Certains de ces peptides sont ensuite modifiés par la cellule pour devenir des RiPP – des peptides ribosomiques modifiés après traduction. Longtemps, la recherche s’est concentrée sur les RiPP produits par les bactéries. Ceux des champignons, eux, sont restés dans l’ombre. Un oubli que les travaux récents d’une équipe internationale menée par le Dr Qiuyue Nie et la Dr Sherry Gao sont en train de réparer.
Leur étude a passé au crible douze souches de champignons du genre Aspergillus, et c’est A. flavus qui s’est révélé le plus prometteur. Les chercheurs y ont découvert une protéine responsable de la production de nouveaux RiPPs, qui ont ensuite été purifiés et analysés.
Une nouvelle classe de molécules tueuses de cellules leucémiques
Les chercheurs ont ainsi mis en évidence une structure moléculaire inédite, constituée d’anneaux imbriqués, jamais observés auparavant dans la nature. Ils ont baptisé cette nouvelle famille de molécules aspérigimycines.

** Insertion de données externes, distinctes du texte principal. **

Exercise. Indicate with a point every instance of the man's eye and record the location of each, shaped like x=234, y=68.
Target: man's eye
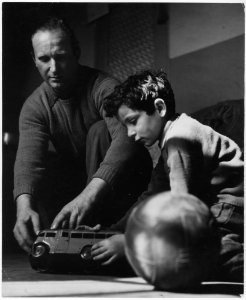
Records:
x=44, y=59
x=60, y=57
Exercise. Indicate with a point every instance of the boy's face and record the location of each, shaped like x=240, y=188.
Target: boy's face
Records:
x=142, y=127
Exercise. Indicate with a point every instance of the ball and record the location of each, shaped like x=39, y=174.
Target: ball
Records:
x=171, y=241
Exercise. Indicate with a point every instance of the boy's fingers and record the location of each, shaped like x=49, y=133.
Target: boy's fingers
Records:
x=109, y=261
x=97, y=245
x=97, y=251
x=59, y=219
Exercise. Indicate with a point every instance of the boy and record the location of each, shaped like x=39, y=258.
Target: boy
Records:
x=194, y=159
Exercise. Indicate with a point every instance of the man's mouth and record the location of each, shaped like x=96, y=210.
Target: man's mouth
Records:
x=55, y=78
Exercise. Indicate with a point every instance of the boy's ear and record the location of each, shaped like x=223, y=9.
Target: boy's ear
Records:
x=160, y=106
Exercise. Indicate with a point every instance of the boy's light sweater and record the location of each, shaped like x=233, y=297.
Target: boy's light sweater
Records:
x=198, y=160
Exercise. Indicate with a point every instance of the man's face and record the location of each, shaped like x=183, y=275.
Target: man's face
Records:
x=54, y=58
x=142, y=127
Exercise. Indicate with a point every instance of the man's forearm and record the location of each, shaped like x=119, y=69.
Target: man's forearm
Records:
x=96, y=189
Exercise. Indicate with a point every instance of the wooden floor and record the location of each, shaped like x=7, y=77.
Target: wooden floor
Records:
x=19, y=279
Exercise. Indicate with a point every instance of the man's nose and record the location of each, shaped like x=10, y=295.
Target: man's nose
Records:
x=131, y=132
x=53, y=65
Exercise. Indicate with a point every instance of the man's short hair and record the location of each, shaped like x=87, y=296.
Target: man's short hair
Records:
x=52, y=23
x=139, y=92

Parmi les quatre aspérigimycines purifiées, deux se sont montrées très efficaces contre les cellules leucémiques cultivées en laboratoire. Une autre, peu active seule, a démontré une synergie étonnante avec un lipide tiré de la gelée royale : ensemble, ils ont obtenu des résultats comparables à deux médicaments antileucémiques déjà approuvés par la FDA.
Bien sûr, ces tests ont été réalisés uniquement in vitro pour le moment. Il faudra encore évaluer leur toxicité, leur efficacité chez l’animal, puis chez l’humain avant d’envisager un traitement. Mais le potentiel est bien là.

Une clé moléculaire pour pénétrer dans les cellules
L’un des défis majeurs des peptides thérapeutiques est leur difficulté à franchir la membrane des cellules. Les chercheurs ont découvert que les aspérigimycines utilisent un gène appelé SLC46A3 pour s’introduire dans les cellules ciblées. Une stratégie astucieuse qui pourrait aussi profiter à d’autres traitements à base de peptides.
Ce mode d’entrée pourrait expliquer leur efficacité élevée – et représenter une piste pour surmonter un des grands obstacles de la chimiothérapie ciblée.
Un espoir ciblé – et donc réaliste
Les aspérigimycines testées n’ont pas montré d’effet sur d’autres types de cancer. Ce qui pourrait sembler décevant est en réalité plutôt rassurant. Les oncologues savent qu’un traitement « miracle » valable contre tous les cancers n’existe pas. Une molécule spécifique à un type de cellule cancéreuse a bien plus de chances de fonctionner sans provoquer d’effets secondaires massifs sur les cellules saines.
Ce que la nature a déjà inventé, la science le perfectionne
Il reste un obstacle de taille : la complexité de la synthèse chimique de ces molécules cycliques. Les chercheurs admettent qu’il sera peut-être plus simple de produire les aspérigimycines en cultivant des champignons, plutôt qu’en les fabriquant en laboratoire. L’image du biochimiste récoltant ses ingrédients dans une crypte humide n’est peut-être pas si farfelue.
Mais plus sérieusement, cette découverte montre une fois de plus que la nature a une longueur d’avance sur nous en matière de design moléculaire. Il ne tient qu’aux scientifiques de décrypter ses secrets, pour transformer d’anciens poisons… en traitements salvateurs.